Par un mémoire en défense, enregistré le 5 juin 2024, le préfet de l’Hérault conclut au rejet de la requête comme non fondée.
Vu les autres pièces du dossier.
Vu :
- le code de la construction et de l’habitation ;
- le code de justice administrative.
La présidente du tribunal a désigné Mme Crampe, première conseillère, pour statuer sur les litiges visés à l’article R. 222-13 du code de justice administrative.

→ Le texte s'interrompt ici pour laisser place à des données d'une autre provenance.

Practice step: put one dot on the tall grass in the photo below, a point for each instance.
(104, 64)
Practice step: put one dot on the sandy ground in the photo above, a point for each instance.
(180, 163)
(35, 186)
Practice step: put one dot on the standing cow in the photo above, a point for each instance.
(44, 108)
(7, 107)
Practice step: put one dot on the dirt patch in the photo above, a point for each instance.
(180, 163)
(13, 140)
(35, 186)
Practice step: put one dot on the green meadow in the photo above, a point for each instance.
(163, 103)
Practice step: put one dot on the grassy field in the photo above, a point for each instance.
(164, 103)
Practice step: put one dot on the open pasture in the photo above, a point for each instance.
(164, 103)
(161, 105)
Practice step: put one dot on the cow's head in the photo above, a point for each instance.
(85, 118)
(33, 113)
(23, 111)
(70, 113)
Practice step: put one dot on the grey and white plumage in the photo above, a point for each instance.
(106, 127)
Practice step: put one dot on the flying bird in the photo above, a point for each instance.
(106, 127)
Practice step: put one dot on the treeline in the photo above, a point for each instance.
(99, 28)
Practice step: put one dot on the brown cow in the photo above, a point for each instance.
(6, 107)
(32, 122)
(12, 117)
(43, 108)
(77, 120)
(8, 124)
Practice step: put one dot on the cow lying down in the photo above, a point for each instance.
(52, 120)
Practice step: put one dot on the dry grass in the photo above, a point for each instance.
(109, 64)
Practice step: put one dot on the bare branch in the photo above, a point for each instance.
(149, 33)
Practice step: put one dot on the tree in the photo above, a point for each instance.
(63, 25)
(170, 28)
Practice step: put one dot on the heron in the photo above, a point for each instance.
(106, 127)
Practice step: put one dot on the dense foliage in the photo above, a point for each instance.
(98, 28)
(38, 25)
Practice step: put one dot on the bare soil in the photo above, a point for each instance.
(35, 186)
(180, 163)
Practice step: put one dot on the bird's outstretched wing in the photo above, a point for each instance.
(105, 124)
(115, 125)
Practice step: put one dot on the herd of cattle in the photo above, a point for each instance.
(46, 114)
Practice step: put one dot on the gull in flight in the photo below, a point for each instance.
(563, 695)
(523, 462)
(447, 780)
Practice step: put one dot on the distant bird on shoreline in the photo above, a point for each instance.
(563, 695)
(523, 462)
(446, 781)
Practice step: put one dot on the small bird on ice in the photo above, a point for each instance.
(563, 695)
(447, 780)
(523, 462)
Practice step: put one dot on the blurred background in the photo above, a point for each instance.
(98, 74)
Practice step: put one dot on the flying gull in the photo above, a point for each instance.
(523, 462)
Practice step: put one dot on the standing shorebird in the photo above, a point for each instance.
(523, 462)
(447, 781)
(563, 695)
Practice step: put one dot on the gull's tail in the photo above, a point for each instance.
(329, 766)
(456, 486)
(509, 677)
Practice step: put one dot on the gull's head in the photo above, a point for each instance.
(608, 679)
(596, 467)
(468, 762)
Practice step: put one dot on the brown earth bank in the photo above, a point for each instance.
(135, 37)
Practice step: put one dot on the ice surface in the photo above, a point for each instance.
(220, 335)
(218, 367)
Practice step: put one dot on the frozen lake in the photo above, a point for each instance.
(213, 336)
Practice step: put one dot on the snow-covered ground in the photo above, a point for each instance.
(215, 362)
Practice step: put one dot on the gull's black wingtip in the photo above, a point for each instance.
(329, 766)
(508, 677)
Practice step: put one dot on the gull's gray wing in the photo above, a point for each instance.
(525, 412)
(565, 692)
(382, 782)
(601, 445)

Le rapporteur public a été dispensé, sur sa proposition, de prononcer des conclusions à l’audience.
Les parties ont été régulièrement averties du jour de l’audience.
Ont été entendus au cours de l’audience publique :
- le rapport de Mme Crampe ;
- les observations de Me Masungh-Ma-Ntchandi, substituant Me Bautes représentant Mme A… ;
- les observations de Mme B…, représentant le préfet de l’Hérault.
La clôture de l’instruction a été prononcée à l’issue de l’audience.
Considérant ce qui suit :
Mme A… a saisi, le 23 février 2023, la commission de médiation du département de l’Hérault afin que sa demande de logement social soit reconnue comme prioritaire et urgente. Par décision en date du 7 novembre 2023, la commission a rejeté son recours. Par la présente requête, Mme A… demande l’annulation de cette décision.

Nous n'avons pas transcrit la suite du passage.